Lors de l’examen du projet de loi pour la croissance, l’activité et l’égalité des chances économiques, dit loi Macron, l’amendement 11 quater C porté par la sénatrice UMP Dominique Estrosi-Sassone a été adopté par le Sénat. Ce texte supprime le premier alinéa de l’article L.4362-10 du code de la Santé Publique qui subordonne la délivrance de lunettes à la présentation d’une prescription médicale en cours de validité, c’est-à-dire datant de moins de trois ans. Cette obligation d’ordonnance, en vigueur pour les patients de moins de 16 ans, avait été étendue à tous les patients dans le cadre de la loi Hamon de 2014.

Cette décision de supprimer totalement l’obligation d’ordonnance reste aujourd’hui soumise à l’approbation de la commission mixte paritaire réunissant sénateurs et députés. Quel pourrait être l’impact de cette mesure ? Quelle est la position tenue par la profession. Nous avons interrogé les syndicats.

« Le sujet n’intéresse pas les opticiens » selon le président de la Fnof

Pour Alain Gerbel, président de la Fnof, la suppression de l’obligation d’ordonnance est de l’ordre « de la politique fiction » à l’heure actuelle puisque « le texte n’est pas encore passé en commission paritaire ». De plus, il estime que « cette information n’intéresse personne » et se refuse à tout autre commentaire.

Le Synope déplore le saupoudrage administratif et réclame une réforme de fond

Du côté du Synope, la déléguée générale Alexandra Duvauchelle explique que « le Synope considère, comme cela a été le cas au moment des discussions de la loi Hamon, que ces dispositions n’ont rien à faire dans un projet de loi sur l’économie ». Le syndicat rappelle également « qu’une concertation est menée dans le cadre de la mission de l’Inspection Générale des Affaires Sociales, et que ce n’est qu’au terme de celle-ci qu’une refonte globale des dispositions législatives relatives à notre métier a vocation à être identifiée ».

D’autre part, le Synope dit condamner le saupoudrage législatif sans cohérence dont notre profession est victime depuis deux ans et estime « plus que nécessaire de se donner le temps de construire une réforme de fond globale, qui traduise véritablement une valorisation du métier et des compétences, et favorise une prise en charge complémentaire et coordonnée avec les autres professionnels de la vision pour répondre aux enjeux de la santé visuelle ». Pour le Synope, « le processus législatif de ce texte est loin d’être finalisé ».

L’UDO pense que la loi Hamon faisait peser un risque sur l’emploi et le chiffre d’affaires

Le sujet revêt, en revanche, une importance majeure pour l’Union Des Opticiens (UDO) et sa présidente Catherine de la Boulaye dit suivre le dossier d’extrêmement près. « Nous n’avions pas compris la loi Hamon et regrettions les possibles conséquences économiques de ce texte. La France était le seul pays de l’UE à interdire la vente de lunettes sans ordonnance », souligne-t-elle. Un non-sens économique pour l’UDO qui affirme : « Beaucoup de magasins sont situés dans des grandes villes touristiques ou des villes frontalières. La loi Hamon constituait un frein à leur activité puisqu’on estime que 9,2% du volume de ventes de nos adhérents est réalisé avec des clients étrangers ».

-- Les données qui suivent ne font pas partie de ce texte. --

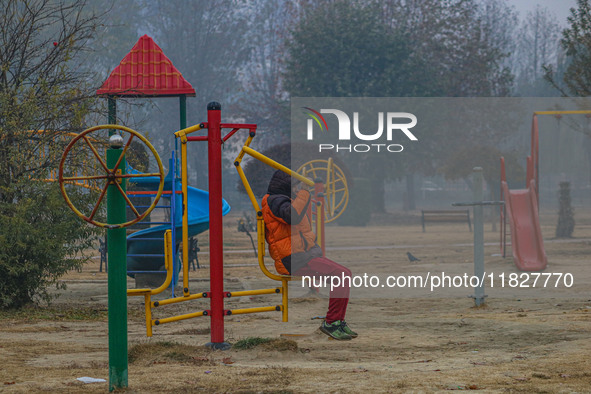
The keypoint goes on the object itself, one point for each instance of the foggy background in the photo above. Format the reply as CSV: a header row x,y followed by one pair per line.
x,y
241,54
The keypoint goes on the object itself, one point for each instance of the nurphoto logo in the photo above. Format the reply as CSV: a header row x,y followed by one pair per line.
x,y
396,124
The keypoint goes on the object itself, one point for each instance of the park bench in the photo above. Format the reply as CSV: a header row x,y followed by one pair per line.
x,y
446,216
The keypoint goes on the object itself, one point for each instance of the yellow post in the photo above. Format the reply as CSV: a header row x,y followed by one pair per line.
x,y
185,183
148,308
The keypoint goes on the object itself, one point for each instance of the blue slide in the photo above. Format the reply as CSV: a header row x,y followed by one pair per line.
x,y
143,244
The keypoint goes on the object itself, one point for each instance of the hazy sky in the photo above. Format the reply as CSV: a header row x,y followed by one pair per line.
x,y
559,7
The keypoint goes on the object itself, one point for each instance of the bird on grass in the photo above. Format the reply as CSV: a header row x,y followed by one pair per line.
x,y
411,258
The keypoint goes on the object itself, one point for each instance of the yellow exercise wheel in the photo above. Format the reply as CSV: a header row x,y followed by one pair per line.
x,y
336,191
95,141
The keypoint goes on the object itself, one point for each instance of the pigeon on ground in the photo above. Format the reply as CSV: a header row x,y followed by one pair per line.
x,y
412,258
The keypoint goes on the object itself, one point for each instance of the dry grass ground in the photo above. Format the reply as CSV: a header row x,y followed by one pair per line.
x,y
524,340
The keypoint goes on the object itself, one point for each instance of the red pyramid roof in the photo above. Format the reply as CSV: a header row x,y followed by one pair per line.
x,y
146,71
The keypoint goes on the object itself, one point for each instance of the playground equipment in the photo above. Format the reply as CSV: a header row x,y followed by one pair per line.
x,y
145,71
522,207
477,205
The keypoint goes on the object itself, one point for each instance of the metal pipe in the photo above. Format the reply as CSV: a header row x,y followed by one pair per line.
x,y
276,290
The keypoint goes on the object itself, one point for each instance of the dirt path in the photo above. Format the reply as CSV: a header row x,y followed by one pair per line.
x,y
529,339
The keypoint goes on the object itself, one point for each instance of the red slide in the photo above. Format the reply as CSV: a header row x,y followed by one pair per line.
x,y
526,234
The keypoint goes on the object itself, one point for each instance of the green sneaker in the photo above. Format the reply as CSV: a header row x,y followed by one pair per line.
x,y
334,330
347,330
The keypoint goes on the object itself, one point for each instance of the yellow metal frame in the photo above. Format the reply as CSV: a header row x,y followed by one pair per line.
x,y
579,112
284,279
187,296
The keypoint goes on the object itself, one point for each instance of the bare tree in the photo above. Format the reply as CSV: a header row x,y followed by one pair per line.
x,y
43,94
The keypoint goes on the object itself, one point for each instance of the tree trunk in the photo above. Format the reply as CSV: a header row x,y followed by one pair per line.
x,y
410,193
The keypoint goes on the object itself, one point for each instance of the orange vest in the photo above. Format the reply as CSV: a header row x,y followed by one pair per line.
x,y
284,239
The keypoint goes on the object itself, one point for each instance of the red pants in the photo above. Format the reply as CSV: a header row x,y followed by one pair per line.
x,y
339,296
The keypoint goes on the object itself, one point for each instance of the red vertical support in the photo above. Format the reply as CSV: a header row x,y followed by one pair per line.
x,y
319,197
216,264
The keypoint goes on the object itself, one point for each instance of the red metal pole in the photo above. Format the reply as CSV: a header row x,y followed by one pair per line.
x,y
216,264
319,197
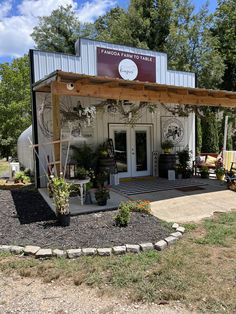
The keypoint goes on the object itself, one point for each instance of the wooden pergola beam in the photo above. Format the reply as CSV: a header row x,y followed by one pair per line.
x,y
121,92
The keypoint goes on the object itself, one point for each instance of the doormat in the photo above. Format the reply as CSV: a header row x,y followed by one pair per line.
x,y
140,187
189,188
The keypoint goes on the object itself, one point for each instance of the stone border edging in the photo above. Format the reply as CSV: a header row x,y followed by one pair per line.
x,y
38,252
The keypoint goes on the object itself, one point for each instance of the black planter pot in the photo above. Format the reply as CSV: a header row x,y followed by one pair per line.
x,y
102,202
205,175
64,220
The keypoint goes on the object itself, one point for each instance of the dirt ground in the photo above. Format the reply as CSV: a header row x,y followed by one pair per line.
x,y
26,219
29,295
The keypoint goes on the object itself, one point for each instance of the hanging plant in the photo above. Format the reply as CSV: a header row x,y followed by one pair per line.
x,y
131,112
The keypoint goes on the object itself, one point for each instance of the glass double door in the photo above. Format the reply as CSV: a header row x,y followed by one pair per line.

Catherine de la Boulaye met également en avant les répercussions sanitaires de la loi Hamon : « Le délai d’obtention d’un rendez-vous chez un ophtalmologiste est assez long et la loi Hamon ne pouvait qu’embouteiller un peu plus les cabinets ». La présidente de l’UDO insiste aussi sur le professionnalisme des opticiens qui n’hésitent pas à orienter leurs clients vers des spécialistes. « Nous sommes des professionnels responsables et incitons nos clients à consulter un ophtalmologiste pour contrôler leur vue ».

Pour la présidente de l’UDO, la question est bien d’ordre économique étant donné que du chiffre d’affaires et des emplois sont en jeu. Qui plus est, elle rappelle que de 1945 à 2014, la loi française autorisait les opticiens à délivrer des lunettes sans ordonnance aux personnes de plus de 16 ans sans que cela n’ait jamais posé le moindre problème !

« Ce dossier est une véritable préoccupation pour les membres de l’UDO qui posent beaucoup de questions. Je m’étonne d’ailleurs que ce sujet ne suscite pas plus de cohésion et ne soit pas partagé par l’ensemble de la profession », conclut Catherine de la Boulaye.